The last time I was for a candidate was in the primaries when I supported Fred Thompson (who was out by the time the PA primaries came around). The time to get the person you want is in the party primaries. Everything after that is going to be a compromise if your preferred candidate doesn’t win. If libertarians (small l) eschew party politics, they are guaranteeing political irrelevance. One of the reasons the candidates pay so much attention to the religious vote is because they come out in hordes in the primary elections. Look what they did for Mike Huckabee last year. No one expected Governor Huckabee to do as well as he did, but he had the religious vote behind him.
Bryan Pick mentioned in one of his comments:
Like I wrote earlier, if you vote third party, you send a signal to the major parties about your preferences, about where they have to go to get your vote — assuming they believe your vote is gettable.
Who exactly are you sending a signal to? Primary voters aren’t going into the voting booth and thinking about keeping the coalition together, they are going in to vote for the candidate that most fits their individual principles. At best, by voting third party, you can influence candidates to run who think they have the right mix of ideas and principles to prevail in the primary. But once they’re thinking about that, you’re already dealing with compromises.

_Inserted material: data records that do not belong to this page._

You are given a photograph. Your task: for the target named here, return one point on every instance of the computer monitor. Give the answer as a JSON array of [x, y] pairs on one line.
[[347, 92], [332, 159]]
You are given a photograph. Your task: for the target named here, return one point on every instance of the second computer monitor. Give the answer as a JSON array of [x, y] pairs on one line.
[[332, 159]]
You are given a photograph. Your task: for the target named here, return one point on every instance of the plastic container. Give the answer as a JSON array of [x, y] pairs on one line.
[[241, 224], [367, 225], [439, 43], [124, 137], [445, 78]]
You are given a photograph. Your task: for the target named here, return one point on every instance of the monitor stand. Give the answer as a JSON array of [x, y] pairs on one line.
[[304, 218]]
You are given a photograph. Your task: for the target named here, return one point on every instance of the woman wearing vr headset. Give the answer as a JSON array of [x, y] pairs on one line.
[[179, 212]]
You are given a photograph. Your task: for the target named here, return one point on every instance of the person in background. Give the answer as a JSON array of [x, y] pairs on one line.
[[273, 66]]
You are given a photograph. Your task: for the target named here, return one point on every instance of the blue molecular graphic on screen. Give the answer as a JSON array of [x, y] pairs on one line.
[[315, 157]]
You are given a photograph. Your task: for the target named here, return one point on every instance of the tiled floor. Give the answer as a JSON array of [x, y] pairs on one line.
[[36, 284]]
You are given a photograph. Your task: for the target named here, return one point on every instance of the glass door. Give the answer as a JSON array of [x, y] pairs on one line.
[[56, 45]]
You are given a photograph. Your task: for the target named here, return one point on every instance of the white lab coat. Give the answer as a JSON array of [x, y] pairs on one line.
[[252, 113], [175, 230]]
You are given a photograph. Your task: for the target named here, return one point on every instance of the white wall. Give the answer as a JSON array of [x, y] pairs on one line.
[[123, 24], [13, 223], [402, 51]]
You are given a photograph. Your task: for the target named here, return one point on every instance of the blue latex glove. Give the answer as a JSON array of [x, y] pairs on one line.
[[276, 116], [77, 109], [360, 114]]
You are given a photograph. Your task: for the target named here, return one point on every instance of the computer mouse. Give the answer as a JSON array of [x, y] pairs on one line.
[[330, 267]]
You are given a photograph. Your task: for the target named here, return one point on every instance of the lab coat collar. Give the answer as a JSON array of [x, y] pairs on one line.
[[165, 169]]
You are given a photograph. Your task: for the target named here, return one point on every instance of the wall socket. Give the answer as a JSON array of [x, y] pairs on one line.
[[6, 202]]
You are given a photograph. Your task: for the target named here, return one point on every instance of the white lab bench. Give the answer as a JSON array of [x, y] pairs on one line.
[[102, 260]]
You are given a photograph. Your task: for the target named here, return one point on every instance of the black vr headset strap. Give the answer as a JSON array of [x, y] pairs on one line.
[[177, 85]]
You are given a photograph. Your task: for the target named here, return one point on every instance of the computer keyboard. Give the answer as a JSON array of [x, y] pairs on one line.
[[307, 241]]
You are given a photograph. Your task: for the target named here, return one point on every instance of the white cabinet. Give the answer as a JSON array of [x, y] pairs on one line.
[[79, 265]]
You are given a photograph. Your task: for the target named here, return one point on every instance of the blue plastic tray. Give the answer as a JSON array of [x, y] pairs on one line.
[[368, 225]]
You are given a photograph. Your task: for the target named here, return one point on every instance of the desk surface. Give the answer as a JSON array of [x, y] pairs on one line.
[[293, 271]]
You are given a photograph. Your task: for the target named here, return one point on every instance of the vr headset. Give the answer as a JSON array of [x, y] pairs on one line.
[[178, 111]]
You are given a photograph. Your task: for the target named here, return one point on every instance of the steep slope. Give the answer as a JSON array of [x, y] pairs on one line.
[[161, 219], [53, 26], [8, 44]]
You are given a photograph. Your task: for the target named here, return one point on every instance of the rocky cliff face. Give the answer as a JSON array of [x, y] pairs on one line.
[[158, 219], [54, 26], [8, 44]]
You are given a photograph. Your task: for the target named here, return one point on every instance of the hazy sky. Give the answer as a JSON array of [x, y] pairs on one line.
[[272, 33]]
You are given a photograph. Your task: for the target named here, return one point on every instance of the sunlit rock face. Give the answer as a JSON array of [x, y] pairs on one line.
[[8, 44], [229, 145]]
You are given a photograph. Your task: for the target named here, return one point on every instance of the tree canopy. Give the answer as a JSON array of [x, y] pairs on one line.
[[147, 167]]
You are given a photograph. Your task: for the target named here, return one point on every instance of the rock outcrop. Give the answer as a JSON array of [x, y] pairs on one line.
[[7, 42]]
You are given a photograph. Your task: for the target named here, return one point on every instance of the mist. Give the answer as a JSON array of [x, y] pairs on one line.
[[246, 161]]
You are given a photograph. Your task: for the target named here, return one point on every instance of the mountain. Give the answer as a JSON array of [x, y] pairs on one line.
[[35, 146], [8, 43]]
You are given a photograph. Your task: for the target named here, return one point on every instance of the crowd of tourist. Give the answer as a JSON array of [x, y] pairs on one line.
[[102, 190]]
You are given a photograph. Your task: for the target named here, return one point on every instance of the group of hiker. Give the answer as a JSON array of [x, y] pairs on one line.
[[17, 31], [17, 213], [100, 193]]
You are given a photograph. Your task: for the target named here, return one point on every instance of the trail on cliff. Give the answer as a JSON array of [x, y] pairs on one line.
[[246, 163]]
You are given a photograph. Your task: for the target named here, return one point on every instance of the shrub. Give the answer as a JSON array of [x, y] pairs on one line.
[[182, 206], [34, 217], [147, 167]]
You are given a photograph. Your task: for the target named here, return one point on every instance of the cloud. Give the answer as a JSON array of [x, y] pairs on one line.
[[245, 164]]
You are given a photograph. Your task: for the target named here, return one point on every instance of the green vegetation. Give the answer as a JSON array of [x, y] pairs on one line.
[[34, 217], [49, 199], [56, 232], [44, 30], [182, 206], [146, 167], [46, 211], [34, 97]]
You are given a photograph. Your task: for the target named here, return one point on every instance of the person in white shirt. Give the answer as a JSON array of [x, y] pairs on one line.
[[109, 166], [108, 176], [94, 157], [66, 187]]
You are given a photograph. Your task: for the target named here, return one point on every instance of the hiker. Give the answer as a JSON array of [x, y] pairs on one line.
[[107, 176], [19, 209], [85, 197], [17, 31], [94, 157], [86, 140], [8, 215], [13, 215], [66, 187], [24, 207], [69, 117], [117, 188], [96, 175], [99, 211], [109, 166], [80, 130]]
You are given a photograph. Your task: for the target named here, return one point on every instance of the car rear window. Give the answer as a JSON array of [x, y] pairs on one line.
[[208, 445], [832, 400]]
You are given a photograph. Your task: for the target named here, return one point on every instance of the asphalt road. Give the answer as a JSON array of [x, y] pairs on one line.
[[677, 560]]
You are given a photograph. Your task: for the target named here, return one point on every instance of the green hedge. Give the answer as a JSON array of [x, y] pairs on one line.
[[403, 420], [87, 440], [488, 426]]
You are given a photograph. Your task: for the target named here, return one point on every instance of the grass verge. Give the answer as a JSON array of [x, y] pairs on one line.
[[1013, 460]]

The only way to get a candidate that is aligned 100% with your views it to run yourself. Short of that, participating in politics at the local level, and promoting candidates who share your views the most is really the only way to change things on a macroscopic scale in the long run.
No single special interest has enough clout on their own to win an election. In our republican system, we form coalitions of interests into political parties, presumably comprised of people who hate each other less than they hate that coalition of other people. All politics involves compromise. It’s the nature of the beast. At what point that compromise becomes too much to bear is a different topic, and really boils down to inidividual choice.
But I do believe that libertarians have been too demanding of a place in politics, Republican, Libertarian or otherwise, that are far beyond their contributions to it. Perhaps there just aren’t enough libertarians out there to really have much of a place, but I don’t really believe that. In my view, the persistent problem libertarians have had getting any traction, has to do with their unwillingness to make any compromises or do any work within the party system.
This is a long battle we wage. It’s been raging for generations, and it’s not going to stop any time soon. Sometimes you get dealt a not so great hand. Sure, you can leave the game, or you can try your best to minimize your losses, and get yourself into a position to have a better hand next time. The left has put a lot of chips down on the O-man, and I’m a lot more interested in getting him to bust out, so we can stay in the game and avoid bleeding chips. In poker there’s a lot of luck in the draw, in politics getting a better hand involves working hard to make sure there are good cards in the deck. I’m working for McCain this election not so much because I like him, but because if he wins we can stay in the game. I work for the local endorsed candidates so that politicians who support gun rights have an incentive to run — they know I can help them get votes and support. That’s making sure the deck is stacked in our favor for when we draw future hands. It’s not fun work. It often involves holding your nose. Sometimes you have to put some deeply held reservations about some candidates aside in order to stay in the game. But if you don’t get in and do the dirty work, someone else will, and they will be the ones who decide the cards the rest of us get to play with. Personally, I’d rather help stack the deck in our favor.